Sharma anticipates measurable impressions will decline gradually but significantly, while weaker cookie and tracker visibility makes retargeting increasingly difficult.
OpenAI touts its AI-powered browser ChatGPT Atlas as a productivity breakthrough; but for digital marketers, it represents a challenge to decades-old assumptions about how brands are discovered, measured, and monetised online.
Atlas promises to summarise web pages, mimic user clicks, and act as an intelligent research assistant, all without users visiting the underlying websites. AI summarisation means brands will receive fewer website visits and less direct engagement. For an industry built on traffic, impressions, and attribution models, that shift could prove seismic. “Atlas breaks the old internet contract,” says Raghav Gupta, founder & CEO, Futurense. “What used to be a search-land-metric loop will now be a search-AI summary-trust loop.” In other words, organic discovery by the user is displaced by the source that is quoted by AI.
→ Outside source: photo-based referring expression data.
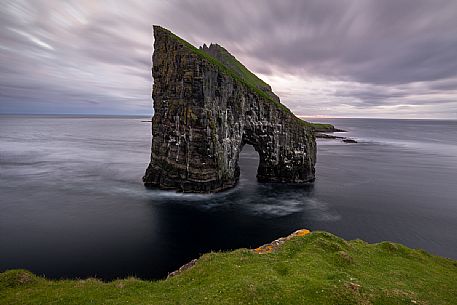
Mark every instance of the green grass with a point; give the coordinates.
(236, 66)
(318, 268)
(248, 79)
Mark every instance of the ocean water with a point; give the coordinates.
(72, 204)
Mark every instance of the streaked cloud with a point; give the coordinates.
(366, 58)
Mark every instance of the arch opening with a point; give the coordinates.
(248, 163)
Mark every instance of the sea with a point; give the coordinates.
(72, 203)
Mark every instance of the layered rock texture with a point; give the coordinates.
(207, 106)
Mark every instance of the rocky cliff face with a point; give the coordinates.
(205, 111)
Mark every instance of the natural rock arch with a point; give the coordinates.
(207, 106)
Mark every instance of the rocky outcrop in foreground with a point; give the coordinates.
(207, 106)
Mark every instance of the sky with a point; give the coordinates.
(339, 58)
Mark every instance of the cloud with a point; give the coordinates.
(323, 57)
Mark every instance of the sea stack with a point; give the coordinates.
(207, 105)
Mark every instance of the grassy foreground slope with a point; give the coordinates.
(318, 268)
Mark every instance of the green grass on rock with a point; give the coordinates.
(318, 268)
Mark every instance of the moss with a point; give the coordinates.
(245, 79)
(317, 268)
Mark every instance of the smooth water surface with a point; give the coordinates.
(72, 202)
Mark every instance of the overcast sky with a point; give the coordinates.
(354, 58)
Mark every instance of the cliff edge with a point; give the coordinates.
(206, 110)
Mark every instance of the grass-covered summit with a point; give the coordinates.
(230, 66)
(318, 268)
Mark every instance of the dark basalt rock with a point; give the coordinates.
(205, 113)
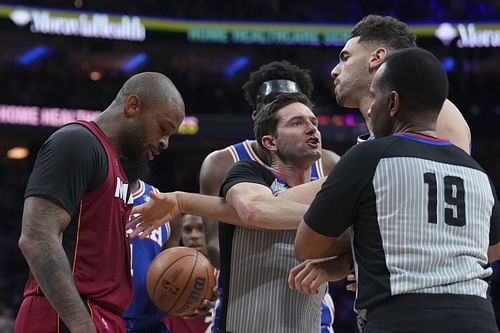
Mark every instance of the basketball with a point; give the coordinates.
(179, 279)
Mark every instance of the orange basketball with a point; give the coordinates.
(179, 279)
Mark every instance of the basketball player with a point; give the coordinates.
(193, 236)
(423, 212)
(270, 80)
(258, 219)
(370, 41)
(77, 205)
(142, 315)
(267, 82)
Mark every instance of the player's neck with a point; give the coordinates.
(364, 105)
(420, 130)
(293, 175)
(261, 153)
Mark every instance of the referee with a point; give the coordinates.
(424, 214)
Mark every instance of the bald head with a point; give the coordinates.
(152, 89)
(147, 110)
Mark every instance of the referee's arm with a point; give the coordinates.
(494, 252)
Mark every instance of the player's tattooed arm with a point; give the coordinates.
(43, 224)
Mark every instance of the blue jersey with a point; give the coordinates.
(244, 151)
(142, 313)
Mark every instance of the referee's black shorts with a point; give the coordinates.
(429, 313)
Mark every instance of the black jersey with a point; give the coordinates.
(423, 214)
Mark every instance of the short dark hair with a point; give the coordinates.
(387, 30)
(418, 77)
(266, 120)
(277, 70)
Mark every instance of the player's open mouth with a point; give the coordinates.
(313, 142)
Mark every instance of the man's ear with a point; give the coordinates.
(133, 107)
(377, 58)
(269, 142)
(394, 103)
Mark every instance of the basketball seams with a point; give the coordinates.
(158, 282)
(188, 280)
(195, 266)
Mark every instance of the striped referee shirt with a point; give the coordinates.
(254, 271)
(423, 214)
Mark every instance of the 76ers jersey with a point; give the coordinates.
(142, 311)
(243, 151)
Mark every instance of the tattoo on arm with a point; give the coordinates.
(43, 224)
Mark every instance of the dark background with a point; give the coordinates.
(213, 94)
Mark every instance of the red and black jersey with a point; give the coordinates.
(80, 169)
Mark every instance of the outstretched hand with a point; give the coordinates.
(161, 208)
(308, 276)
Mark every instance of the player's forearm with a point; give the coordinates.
(211, 207)
(274, 214)
(304, 193)
(339, 267)
(50, 267)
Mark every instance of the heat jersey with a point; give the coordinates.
(90, 184)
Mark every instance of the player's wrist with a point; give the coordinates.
(179, 198)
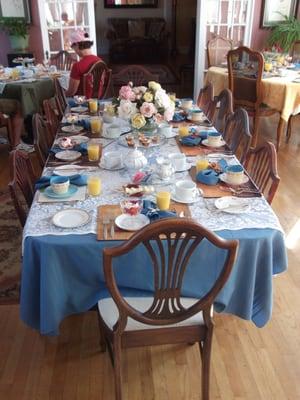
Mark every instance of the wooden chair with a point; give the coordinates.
(237, 134)
(261, 164)
(245, 69)
(223, 105)
(169, 317)
(42, 138)
(136, 74)
(217, 49)
(99, 79)
(63, 60)
(52, 115)
(205, 100)
(60, 98)
(21, 186)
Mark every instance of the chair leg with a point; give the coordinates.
(117, 367)
(206, 355)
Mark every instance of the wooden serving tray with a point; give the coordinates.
(111, 211)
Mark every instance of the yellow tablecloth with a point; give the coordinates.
(279, 93)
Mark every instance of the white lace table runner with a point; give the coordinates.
(39, 221)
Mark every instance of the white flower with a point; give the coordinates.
(126, 109)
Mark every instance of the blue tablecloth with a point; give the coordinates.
(62, 275)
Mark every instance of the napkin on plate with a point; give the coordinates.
(151, 211)
(78, 180)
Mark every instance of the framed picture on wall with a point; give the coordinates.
(130, 3)
(15, 8)
(274, 11)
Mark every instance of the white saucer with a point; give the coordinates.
(129, 223)
(72, 129)
(71, 218)
(232, 205)
(68, 155)
(205, 142)
(191, 201)
(223, 178)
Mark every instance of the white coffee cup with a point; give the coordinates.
(185, 190)
(178, 160)
(166, 130)
(112, 159)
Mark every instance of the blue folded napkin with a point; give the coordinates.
(82, 148)
(78, 180)
(151, 211)
(191, 140)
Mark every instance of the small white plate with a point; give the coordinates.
(232, 205)
(71, 218)
(72, 129)
(68, 155)
(191, 201)
(129, 223)
(224, 178)
(79, 109)
(205, 142)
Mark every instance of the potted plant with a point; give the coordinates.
(17, 29)
(285, 33)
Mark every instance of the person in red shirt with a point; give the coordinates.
(81, 44)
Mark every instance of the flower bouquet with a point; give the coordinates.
(144, 107)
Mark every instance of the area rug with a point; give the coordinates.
(10, 251)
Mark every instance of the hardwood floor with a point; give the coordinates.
(247, 363)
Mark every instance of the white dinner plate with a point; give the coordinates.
(205, 142)
(72, 128)
(68, 155)
(132, 223)
(71, 218)
(232, 205)
(79, 109)
(224, 178)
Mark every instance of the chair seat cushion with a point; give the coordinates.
(109, 313)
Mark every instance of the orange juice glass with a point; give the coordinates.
(163, 200)
(94, 185)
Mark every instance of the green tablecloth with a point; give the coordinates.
(31, 94)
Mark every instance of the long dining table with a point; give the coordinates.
(62, 268)
(279, 93)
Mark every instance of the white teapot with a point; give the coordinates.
(135, 160)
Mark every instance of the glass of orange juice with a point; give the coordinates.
(96, 125)
(163, 200)
(93, 106)
(94, 150)
(94, 185)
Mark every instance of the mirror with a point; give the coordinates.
(130, 3)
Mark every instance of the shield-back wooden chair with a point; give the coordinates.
(166, 316)
(237, 134)
(21, 186)
(261, 164)
(245, 70)
(98, 78)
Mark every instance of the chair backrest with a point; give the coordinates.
(205, 100)
(261, 164)
(60, 98)
(217, 49)
(136, 74)
(223, 108)
(42, 138)
(63, 60)
(170, 244)
(98, 79)
(22, 182)
(51, 114)
(245, 69)
(237, 134)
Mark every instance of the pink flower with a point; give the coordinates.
(126, 93)
(148, 109)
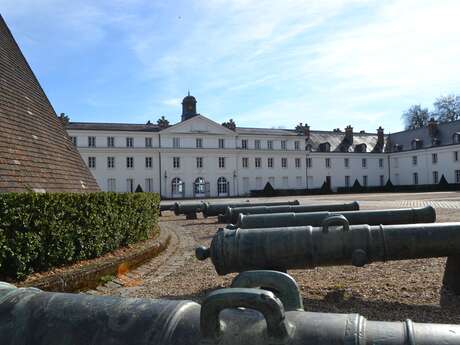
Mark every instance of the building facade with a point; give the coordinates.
(198, 157)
The implications are not exactly palatable. Chandan Sharma, general manager of digital media at Adani Group, says “it’s bad news” for marketers, though not immediately. His team started preparing for this shift last year, focusing on ensuring the brand appears in AI-generated summaries rather than relying solely on traditional traffic metrics.
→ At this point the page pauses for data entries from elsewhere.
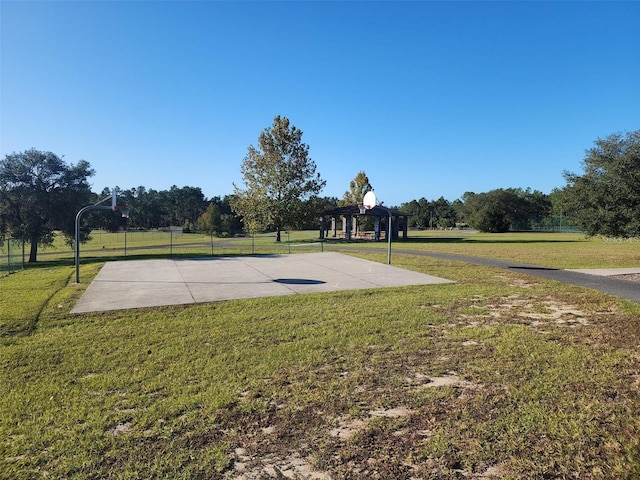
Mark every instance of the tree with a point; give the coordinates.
(279, 178)
(40, 193)
(357, 188)
(502, 210)
(605, 200)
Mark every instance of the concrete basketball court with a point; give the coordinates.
(152, 283)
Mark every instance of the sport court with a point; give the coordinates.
(151, 283)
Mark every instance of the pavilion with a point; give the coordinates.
(350, 228)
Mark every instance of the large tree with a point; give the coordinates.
(507, 209)
(605, 200)
(279, 179)
(357, 189)
(40, 193)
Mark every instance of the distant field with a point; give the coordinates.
(499, 375)
(558, 250)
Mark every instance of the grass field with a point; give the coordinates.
(499, 375)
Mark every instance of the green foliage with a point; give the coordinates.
(40, 193)
(502, 210)
(605, 200)
(357, 189)
(279, 179)
(430, 214)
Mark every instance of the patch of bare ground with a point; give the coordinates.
(634, 277)
(420, 415)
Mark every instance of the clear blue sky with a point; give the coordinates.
(430, 99)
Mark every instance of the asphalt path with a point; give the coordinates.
(626, 289)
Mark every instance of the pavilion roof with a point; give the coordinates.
(354, 210)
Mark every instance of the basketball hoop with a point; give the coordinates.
(123, 209)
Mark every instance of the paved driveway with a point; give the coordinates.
(149, 283)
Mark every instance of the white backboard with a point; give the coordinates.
(369, 200)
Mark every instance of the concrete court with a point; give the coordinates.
(151, 283)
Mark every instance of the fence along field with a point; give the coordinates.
(166, 242)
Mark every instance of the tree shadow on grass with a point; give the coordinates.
(432, 240)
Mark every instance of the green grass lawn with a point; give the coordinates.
(499, 375)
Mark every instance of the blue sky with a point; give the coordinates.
(430, 99)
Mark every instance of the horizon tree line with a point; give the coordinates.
(41, 194)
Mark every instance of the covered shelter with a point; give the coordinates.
(350, 228)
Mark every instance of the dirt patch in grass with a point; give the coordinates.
(634, 277)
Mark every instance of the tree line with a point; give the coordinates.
(41, 194)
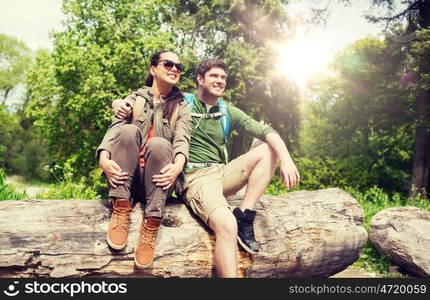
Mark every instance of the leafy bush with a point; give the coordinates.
(7, 192)
(67, 188)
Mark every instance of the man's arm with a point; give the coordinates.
(289, 174)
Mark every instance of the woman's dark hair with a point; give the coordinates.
(174, 97)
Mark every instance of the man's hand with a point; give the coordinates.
(167, 175)
(289, 174)
(122, 108)
(113, 172)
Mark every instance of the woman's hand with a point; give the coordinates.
(112, 170)
(167, 175)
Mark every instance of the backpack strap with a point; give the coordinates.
(223, 113)
(139, 104)
(225, 121)
(174, 118)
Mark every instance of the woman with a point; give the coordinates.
(148, 152)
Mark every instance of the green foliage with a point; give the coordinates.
(68, 188)
(7, 192)
(242, 34)
(15, 58)
(359, 130)
(22, 149)
(373, 201)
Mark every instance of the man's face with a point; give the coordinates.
(213, 82)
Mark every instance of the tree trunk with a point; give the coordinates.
(301, 234)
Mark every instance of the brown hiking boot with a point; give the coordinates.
(117, 234)
(145, 250)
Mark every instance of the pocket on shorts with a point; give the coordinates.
(233, 180)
Data suggests that erosion of organic web visits has already begun — between 15% and 64% when AI answers replace standard results, according to Sharma. On pages featuring AI summaries, users click on web addresses that are thrown up only about 8% of the time versus 15% during traditional searches.
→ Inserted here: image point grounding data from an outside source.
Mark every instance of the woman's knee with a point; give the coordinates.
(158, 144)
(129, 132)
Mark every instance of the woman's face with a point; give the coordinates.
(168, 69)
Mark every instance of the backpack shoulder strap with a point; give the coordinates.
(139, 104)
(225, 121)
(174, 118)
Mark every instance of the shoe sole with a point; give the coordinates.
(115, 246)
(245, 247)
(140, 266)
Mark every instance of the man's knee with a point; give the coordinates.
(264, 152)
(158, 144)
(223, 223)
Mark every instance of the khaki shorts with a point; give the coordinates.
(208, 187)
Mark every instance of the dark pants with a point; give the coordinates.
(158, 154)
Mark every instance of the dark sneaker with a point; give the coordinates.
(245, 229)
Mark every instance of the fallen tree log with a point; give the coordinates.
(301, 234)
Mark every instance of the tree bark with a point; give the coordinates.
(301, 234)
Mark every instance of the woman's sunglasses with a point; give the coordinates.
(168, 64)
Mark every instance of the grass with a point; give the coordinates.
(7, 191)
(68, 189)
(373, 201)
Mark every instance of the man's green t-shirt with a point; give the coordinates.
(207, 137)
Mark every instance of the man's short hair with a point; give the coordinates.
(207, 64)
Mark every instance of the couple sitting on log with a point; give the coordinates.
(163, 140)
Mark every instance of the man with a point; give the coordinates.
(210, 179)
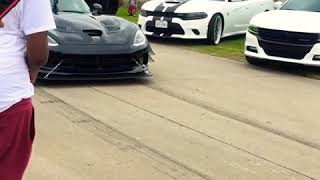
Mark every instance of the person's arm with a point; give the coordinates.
(37, 53)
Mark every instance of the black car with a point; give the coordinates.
(86, 46)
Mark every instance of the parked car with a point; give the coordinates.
(108, 6)
(86, 46)
(290, 34)
(199, 19)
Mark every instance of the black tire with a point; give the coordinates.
(255, 61)
(214, 35)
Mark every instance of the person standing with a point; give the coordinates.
(132, 7)
(23, 50)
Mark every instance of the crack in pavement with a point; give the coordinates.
(102, 129)
(201, 133)
(237, 117)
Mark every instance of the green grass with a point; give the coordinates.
(231, 48)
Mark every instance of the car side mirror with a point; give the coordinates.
(277, 5)
(96, 9)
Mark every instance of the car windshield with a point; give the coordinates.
(75, 6)
(300, 5)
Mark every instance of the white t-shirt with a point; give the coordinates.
(28, 17)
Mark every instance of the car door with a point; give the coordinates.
(238, 15)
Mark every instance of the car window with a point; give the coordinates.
(79, 6)
(299, 5)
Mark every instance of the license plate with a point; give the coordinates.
(161, 24)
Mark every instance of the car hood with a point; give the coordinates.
(73, 28)
(182, 6)
(287, 20)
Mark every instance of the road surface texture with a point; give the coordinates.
(199, 117)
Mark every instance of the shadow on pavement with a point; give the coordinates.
(289, 68)
(191, 42)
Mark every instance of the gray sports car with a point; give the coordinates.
(86, 45)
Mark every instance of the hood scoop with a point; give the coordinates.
(175, 2)
(93, 32)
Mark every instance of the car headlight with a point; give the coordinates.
(143, 13)
(52, 42)
(139, 39)
(192, 16)
(253, 30)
Industry experts forecast further deterioration. Yasin Hamidani, director at Media Care Brand Solutions, expects a 15 to 25% dip in organic traffic for content-heavy websites over the next 12 to 18 months. Gagan Kapoor, a marketing consultant at Go4Growth Consulting, predicts a 20 to 30% decline, especially for informational queries. Gupta sees losses reaching 25 to 40% but views the shift as “compression” rather than catastrophe: fewer visits, but higher-quality engagement from users arriving deeper in the conversion funnel.
The challenge extends beyond vanishing traffic. Atlas’s ability to mimic human behaviour threatens to muddy analytics. “The browser can mimic human behaviour, causing confusion for marketers tracking ad clicks and visitor data,” Adani’s Sharma notes.